Thursday, January 1, 2009

Brian Eno on "the feeling that things are inevitably going to get worse," from EDGE

As one of the luminary respondents at the Edge Foundation's question of the year "What will change everything?", Brian Eno considers"the feeling that things are inevitably going to get worse." "What would change everything is not even a thought. It's more of a feeling. Human development thus far has been fueled and guided by the feeling that things could be, and are probably going to be, better. The world was rich compared to its human population; there were new lands to conquer, new thoughts to nurture, and new resources to fuel it all. The great migrations of human history grew from the feeling that there was a better place, and the institutions of civilisation grew out of the feeling that checks on pure individual selfishness would produce a better world for everyone involved in the long term. What if this feeling changes? What if it comes to feel like there isn't a long term—or not one to look forward to? What if, instead of feeling that we are standing at the edge of a wild new continent full of promise and hazard, we start to feel that we're on an overcrowded lifeboat in hostile waters, fighting to stay on board, prepared to kill for the last scraps of food and water? Many of us grew up among the reverberations of the 1960's. At that time there was a feeling that the world could be a better place, and that our responsibility was to make it real by living it.

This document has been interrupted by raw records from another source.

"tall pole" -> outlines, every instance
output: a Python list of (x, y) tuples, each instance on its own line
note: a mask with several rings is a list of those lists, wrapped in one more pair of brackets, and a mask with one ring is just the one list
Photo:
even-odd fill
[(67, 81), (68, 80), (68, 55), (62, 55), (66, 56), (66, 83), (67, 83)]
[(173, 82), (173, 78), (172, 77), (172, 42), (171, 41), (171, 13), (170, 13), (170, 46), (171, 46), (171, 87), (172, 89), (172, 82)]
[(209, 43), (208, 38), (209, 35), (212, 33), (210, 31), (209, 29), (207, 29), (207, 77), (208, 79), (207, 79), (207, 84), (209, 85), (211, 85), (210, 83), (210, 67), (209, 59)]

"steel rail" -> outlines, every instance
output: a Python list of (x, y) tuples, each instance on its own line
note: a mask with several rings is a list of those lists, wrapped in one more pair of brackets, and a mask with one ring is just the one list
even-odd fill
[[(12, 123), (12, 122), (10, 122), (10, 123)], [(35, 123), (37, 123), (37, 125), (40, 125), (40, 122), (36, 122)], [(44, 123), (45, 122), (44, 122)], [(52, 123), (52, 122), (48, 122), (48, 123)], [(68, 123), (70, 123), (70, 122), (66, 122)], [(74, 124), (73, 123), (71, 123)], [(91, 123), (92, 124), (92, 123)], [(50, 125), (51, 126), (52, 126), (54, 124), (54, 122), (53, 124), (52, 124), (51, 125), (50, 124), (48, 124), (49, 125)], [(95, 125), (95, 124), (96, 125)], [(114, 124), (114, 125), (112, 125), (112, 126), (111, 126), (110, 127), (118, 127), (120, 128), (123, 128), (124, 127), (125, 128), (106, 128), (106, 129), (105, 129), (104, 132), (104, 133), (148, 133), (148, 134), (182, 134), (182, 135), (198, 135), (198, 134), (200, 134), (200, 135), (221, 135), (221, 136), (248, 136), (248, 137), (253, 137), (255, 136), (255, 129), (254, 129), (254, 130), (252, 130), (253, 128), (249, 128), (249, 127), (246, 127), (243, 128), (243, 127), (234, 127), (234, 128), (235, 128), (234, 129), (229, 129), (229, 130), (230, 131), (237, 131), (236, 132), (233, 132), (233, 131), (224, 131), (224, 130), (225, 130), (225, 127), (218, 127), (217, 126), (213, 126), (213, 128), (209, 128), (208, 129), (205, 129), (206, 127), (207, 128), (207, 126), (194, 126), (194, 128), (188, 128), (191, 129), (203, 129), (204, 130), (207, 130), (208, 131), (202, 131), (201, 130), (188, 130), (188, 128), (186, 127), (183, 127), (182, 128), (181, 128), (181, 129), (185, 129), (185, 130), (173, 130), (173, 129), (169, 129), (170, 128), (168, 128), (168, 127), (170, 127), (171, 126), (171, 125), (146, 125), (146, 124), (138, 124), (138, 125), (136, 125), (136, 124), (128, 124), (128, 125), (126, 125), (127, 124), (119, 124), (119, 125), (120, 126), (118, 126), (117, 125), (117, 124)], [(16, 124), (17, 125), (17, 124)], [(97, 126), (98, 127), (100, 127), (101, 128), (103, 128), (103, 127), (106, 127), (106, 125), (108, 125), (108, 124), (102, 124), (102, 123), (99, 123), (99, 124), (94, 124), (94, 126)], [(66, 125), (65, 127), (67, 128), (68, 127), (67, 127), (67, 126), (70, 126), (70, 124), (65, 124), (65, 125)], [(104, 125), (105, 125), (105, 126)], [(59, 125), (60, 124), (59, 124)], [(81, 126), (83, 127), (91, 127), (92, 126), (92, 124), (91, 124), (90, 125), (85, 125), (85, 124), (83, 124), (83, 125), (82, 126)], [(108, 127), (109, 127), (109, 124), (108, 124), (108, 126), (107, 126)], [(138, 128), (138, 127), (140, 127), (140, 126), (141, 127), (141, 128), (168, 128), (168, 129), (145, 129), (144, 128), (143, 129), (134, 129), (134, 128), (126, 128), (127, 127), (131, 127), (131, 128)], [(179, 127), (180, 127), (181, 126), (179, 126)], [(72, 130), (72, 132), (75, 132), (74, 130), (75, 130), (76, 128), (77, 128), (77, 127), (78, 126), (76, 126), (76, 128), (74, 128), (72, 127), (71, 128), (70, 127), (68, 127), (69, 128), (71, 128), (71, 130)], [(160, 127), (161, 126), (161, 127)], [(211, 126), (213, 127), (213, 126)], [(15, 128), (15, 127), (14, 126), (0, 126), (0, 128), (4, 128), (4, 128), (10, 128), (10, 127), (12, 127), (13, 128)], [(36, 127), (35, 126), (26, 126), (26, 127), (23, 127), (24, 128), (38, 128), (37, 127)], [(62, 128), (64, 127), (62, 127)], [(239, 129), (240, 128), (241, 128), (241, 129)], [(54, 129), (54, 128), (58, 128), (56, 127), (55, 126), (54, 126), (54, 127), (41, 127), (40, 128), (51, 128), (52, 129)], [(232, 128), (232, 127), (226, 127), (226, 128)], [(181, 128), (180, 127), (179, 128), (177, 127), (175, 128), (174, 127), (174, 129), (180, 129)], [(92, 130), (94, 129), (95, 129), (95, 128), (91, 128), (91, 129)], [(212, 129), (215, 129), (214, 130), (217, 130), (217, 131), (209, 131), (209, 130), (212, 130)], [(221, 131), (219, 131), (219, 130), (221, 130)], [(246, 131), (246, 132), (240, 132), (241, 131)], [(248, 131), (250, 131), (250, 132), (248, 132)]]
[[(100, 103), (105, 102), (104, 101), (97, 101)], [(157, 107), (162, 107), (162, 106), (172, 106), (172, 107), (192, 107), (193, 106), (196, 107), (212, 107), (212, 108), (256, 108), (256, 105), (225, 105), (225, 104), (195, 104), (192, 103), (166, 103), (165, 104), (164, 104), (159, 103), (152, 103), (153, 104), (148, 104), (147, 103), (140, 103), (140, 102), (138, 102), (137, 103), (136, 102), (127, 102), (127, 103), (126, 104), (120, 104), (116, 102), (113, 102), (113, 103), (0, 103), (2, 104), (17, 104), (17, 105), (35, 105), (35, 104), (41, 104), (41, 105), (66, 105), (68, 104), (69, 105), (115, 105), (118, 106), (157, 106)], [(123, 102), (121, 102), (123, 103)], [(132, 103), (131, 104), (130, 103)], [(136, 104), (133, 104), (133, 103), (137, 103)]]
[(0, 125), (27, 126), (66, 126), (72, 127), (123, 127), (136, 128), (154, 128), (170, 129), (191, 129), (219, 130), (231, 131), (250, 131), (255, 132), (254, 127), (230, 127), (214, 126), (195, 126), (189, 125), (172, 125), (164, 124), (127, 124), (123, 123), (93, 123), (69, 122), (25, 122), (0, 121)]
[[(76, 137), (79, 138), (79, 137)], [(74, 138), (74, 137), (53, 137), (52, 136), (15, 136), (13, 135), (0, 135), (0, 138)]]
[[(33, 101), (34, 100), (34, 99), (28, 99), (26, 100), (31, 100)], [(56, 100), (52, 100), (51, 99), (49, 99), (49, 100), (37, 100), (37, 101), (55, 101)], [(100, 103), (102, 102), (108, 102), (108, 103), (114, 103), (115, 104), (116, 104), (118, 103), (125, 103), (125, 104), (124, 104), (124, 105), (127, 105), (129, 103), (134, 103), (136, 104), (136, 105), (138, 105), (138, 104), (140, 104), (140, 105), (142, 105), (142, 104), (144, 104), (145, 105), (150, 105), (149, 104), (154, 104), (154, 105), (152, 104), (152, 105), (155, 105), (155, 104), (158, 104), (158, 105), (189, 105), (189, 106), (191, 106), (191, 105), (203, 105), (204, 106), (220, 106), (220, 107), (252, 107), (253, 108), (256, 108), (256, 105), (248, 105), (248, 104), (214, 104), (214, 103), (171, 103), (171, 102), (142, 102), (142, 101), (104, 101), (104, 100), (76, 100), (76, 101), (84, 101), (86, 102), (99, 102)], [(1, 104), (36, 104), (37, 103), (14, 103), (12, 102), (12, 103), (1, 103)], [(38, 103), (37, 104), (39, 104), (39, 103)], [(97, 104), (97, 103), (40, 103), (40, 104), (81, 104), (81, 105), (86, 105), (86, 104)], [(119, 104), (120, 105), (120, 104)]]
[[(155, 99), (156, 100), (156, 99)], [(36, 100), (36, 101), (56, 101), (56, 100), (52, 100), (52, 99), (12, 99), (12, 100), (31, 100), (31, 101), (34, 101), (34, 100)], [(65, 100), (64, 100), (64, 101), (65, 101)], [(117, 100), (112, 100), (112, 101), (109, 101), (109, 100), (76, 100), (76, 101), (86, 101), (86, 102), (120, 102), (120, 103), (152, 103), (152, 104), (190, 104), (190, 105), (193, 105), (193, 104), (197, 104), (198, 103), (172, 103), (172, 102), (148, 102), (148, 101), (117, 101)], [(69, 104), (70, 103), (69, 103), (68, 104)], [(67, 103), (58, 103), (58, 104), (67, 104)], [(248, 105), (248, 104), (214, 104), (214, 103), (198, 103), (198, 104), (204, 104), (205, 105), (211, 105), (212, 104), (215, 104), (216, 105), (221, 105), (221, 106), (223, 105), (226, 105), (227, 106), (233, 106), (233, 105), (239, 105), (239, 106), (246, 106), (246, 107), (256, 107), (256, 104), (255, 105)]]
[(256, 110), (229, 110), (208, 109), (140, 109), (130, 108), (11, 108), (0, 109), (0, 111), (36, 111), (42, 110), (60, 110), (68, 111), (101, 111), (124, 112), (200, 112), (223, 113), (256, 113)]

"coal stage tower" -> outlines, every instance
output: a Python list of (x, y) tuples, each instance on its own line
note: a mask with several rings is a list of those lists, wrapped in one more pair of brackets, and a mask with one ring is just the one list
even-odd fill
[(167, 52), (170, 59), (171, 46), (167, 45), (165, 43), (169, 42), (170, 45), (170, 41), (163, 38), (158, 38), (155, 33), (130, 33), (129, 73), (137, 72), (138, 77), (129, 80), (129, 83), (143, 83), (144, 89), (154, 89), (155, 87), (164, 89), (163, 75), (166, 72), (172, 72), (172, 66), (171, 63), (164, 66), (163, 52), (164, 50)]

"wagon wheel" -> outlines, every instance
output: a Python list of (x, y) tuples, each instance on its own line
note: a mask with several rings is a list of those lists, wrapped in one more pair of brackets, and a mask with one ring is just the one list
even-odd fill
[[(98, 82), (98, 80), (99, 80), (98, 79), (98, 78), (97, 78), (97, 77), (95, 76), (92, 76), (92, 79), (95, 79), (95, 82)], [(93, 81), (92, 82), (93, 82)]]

Why did this take root? Probably because there was new wealth around, a new unifying mass culture, and a newly empowered generation whose life experience was that the graph could only point 'up'. In many ways their idealism paid off: the better results remain with us today, surfacing, for example, in the wiki-ised world of ideas-sharing of which this conversation is a part. But suppose the feeling changes: that people start to anticipate the future world not in that way but instead as something more closely resembling the nightmare of desperation, fear and suspicion described in Cormac McCarthy's post-cataclysm novel 'The Road.' What happens then?

The following: Humans fragment into tighter, more selfish bands. Big institutions, because they operate on longer time-scales and require structures of social trust, don't cohere. There isn't time for them. Long term projects are abandoned—their payoffs are too remote. Global projects are abandoned—not enough trust to make them work. Resources that are already scarce will be rapidly exhausted as everybody tries to grab the last precious bits. Any kind of social or global mobility is seen as a threat and harshly resisted. Freeloaders and brigands and pirates and cheats will take control. Survivalism rules. Might will be right. This is a dark thought, but one to keep an eye on. Feelings are more dangerous than ideas, because they aren't susceptible to rational evaluation. They grow quietly, spreading underground, and erupt suddenly, all over the place. They can take hold quickly and run out of control ('FIRE!') and by their nature tend to be self-fueling. If our world becomes gripped by this particular feeling, everything it presupposes could soon become true." [Other respondents include Stewart Brand, Verena Huber-Dyson, Kevin Kelly, Terence Koh, Kai Krause, Ian McEwan, P.Z. Myers, Monica Narula, Hans Ulrich Obrist, Howard Rheingold, Douglas Rushkoff, Karl Sabbagh, and Nassim Nicholas Taleb.]